Evri, a semantic content discovery engine for real-time content, has decided to switch gears and change its focus. “Going forward, we consider ourselves a mobile company,” said Evri CEO Will Hunsinger. To that end, the company is now launching a handful of new mobile applications that use Evri’s core technology to enable the discovery of relevant news and media on the topics you care about.
Currently, the mobile lineup includes apps for tech, football, baseball, celebrity gossip and rock music, but dozens more are in the works. There’s even an iPad app coming, which Evri describes as a “smarter Flipboard.”
To be clear, Hunsinger says Evri isn’t walking away from the Web – “We love the Web,” he says. But for Evri, as for many companies today, the future is in mobile. “Mobile devices are ideally suited for what we’re trying to do,” he explained. Mobile users are consuming content and Evri is a company whose goal is to improve content consumption. Going mobile just makes sense.
How Evri Uses Semantic Tech to Deliver the News
Evri’s new apps aim to bring you the content you’re most interested in and passionate about, with the signal filtered from the noise and the content distilled down to what really matters.
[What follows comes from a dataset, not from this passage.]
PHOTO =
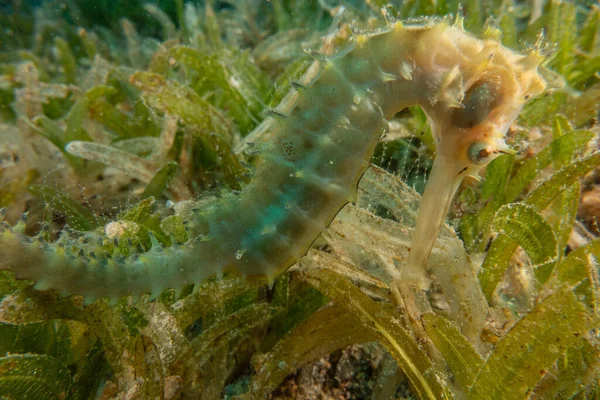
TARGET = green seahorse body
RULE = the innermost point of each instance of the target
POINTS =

The semantic technology Evri is known for enables this, as it helps to understand what content is popular, but also what it means. For example, its football application wouldn’t confuse Will Smith, the actor, with Will Smith, the football player for the New Orleans Saints. And after discovering the content, Evri can then rank it based on recency, relevancy and popularity.
It also doesn’t require a large group of curators to make this happen. Instead, the ratio is more like one curator per hundreds, maybe thousands, of pieces of content. The curator’s job consists only of pointing the technology in the right direction. This is curation at scale.
Mobile Apps Available Now: iPhone, Android (iPad Coming Soon)
Each mobile app features multiple views of the content it provides: a news view, a video view, a Twitter view and an “EvriThing” view, which is all the views combined.
The Twitter view could be an intriguing alternative to using Twitter lists. Although lists are currently one of Twitter’s best features for curating and filtering content, Evri’s “Twitter” view on a topic functions like a dynamic Twitter list of what’s interesting, current and relevant.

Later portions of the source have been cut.